The Monitor (Kampala)
December 21, 2000



by Julius Mucunguzi &Agencies
Kampala

A panel of international experts told the UN Security Council in a report yesterday that Uganda should be put under a watch list in her diamond trade.

Six other countries were recommended for a watch list: The Central African Republic, Ghana, Namibia, the Republic of Congo, Mali and Zambia. "Invoices from these countries need to be thoroughly checked," the report says.

The panel wants increased scrutiny of diamond exports from the above countries.

Democratic Republic of Congo President Laurent Kabila raised several accusations on Uganda that she (Uganda) is involved in the looting of his country's resources, including diamonds. The complaints reached the UN, which in turn sent a team of experts some months ago to investigate.

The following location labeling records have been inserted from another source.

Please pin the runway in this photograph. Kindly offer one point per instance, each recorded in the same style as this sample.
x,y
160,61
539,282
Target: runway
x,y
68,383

State minister for Regional Cooperation Amama Mbabazi has always denied Kabila's claims. There is no known diamond mines in Uganda.

The report is due to be published in New York today after being scrutinised in the UN security council, which will meet again next month to discuss implementation.

The report said that the United Nations is finally to mount an onslaught on the trade in b'lood' diamonds from Africa.

The uncompromising report recommends a series of punitive measures against west African countries linked to the civil war in Sierra Leone and other war torn countries.

The 58-page report also points a finger of blame at Switzerland, a transit point for almost half the rough diamonds entering Britain. Switzerland is listed as 'country of origin', even though it produces no diamonds of its own.

The panel singles out Charles Taylor, the president of Liberia, saying he is actively involved in fuelling the violence in Sierra Leone, and many businessmen close to his inner circle operate on an international scale, sourcing their weaponry mainly in eastern Europe.

It adds: "In short, Liberia is actively breaking (UN) security council embargoes regarding weapons imports into its own territory and into Sierra Leone. It is being actively assisted by Burkina Faso. It is being tacitly assisted by all the countries allowing weapons to pass through or over their territory without question, and by those countries that provide a base for the aircraft used in such operations."